Lavrov met with comprising External Relations Commissioner Benita Ferrero-Waldner, High Representative for Common Foreign and Security Policy Javier Solana, and German Foreign Minister Frank-Walter Steinmeier, representing the current EU Presidency.
The high-level talks, however, failed to break the long-standing impasse between Moscow and Brussels over energy policy.
No To Charter
Lavrov said Russia remains opposed to an Energy Charter that would give foreign investors greater access to Moscow's oil and gas deposits and export pipelines.
"We see absolutely no need to form any supranational bodies," he said.
The Russian foreign minister said the terms of his country's energy cooperation with Europe had already been decided at the G8 summit of the world's major industrialized nations in St. Petersburg in July.
At the summit, Russia rejected European calls for it to ratify the Energy Charter.

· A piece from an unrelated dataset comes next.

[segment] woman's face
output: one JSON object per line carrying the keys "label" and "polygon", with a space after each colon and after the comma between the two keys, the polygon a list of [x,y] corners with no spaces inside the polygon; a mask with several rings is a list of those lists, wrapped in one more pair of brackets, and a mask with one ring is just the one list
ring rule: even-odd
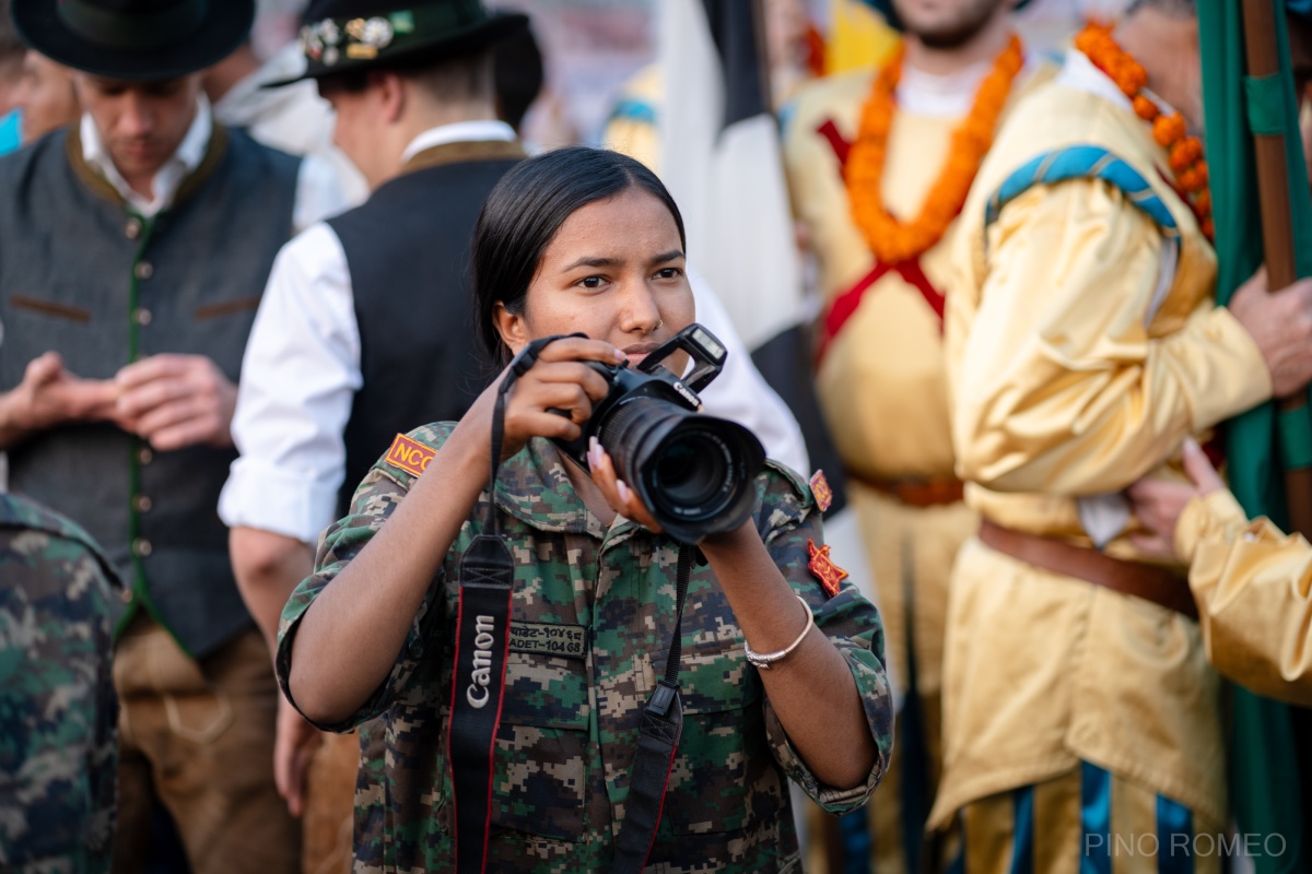
{"label": "woman's face", "polygon": [[[497,305],[501,338],[514,352],[538,337],[583,332],[634,366],[693,318],[678,227],[640,187],[576,210],[547,245],[523,312]],[[677,373],[686,362],[678,352],[665,364]]]}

Instead, Moscow agreed to a vaguely worded statement supporting the charter's principles. But without formal ratification, Russia's gas-export pipelines remained in the hands of the state-controlled Gazprom natural gas monopoly.
Fair Deal
EU countries are pushing for access to Russia's energy deposits and gas pipelines. Russia says Brussels must offer assets comparable in value in exchange for such access.

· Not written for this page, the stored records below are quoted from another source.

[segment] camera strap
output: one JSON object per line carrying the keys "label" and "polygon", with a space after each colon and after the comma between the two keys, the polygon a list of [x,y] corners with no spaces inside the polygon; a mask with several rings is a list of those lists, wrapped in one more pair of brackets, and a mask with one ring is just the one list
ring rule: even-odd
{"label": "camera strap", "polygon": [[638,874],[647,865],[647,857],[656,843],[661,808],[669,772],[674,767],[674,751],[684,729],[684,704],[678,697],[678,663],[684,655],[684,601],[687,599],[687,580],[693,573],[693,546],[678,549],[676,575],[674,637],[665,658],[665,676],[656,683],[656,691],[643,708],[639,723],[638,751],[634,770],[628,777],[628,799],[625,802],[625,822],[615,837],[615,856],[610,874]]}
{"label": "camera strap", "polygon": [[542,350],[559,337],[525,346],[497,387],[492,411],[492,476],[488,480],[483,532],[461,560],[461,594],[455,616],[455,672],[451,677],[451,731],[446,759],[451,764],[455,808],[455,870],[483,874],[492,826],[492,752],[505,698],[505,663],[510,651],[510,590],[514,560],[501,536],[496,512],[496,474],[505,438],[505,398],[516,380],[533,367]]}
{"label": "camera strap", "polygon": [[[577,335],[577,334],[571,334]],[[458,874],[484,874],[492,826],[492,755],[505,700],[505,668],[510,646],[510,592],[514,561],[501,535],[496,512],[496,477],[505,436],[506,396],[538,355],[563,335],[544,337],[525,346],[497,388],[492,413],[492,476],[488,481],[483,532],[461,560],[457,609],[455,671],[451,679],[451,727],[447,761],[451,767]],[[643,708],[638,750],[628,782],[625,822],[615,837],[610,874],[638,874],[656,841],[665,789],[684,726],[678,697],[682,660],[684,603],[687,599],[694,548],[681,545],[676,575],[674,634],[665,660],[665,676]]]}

The EU also wants to include what it calls fair-trade principles in energy in a new EU-Russia partnership deal. But talks on a new EU-Russia agreement have been stalled since last year when Poland insisted that Moscow first end a ban on Polish meat and plant imports and ratify the Energy Charter.
Lavrov said the delays in forging a new Russia-EU agreement were "artificial." He added that Moscow expects Poland to take steps to resolve the standoff.
The 27-nation EU relies on Russia for about a quarter of its energy supplies. But pricing disputes with Ukraine and Belarus have temporarily interrupted supplies to Europe, raising questions about Moscow's reliability as a supplier.
Lavrov also suggested that the EU sanction transit countries that cause supply disruptions, an apparent reference to Ukraine and Belarus.
"We also noted during our talks today that some of the transit countries that created problems in the supply of energy resources from Russia to Europe are members of the Energy Charter Treaty, so members of this treaty can certainly use methods provided in it to discipline those transit countries."
Ukraine is a member of the Energy Charter Treaty. Belarus has signed the treaty, but has not ratified it.
German Foreign Minister Steinmeier said that Moscow and Brussels "need one another." Despite the difficulties, Steinmeier said he was optimistic the two sides would work out what he called "deficits in European-Russia cooperation."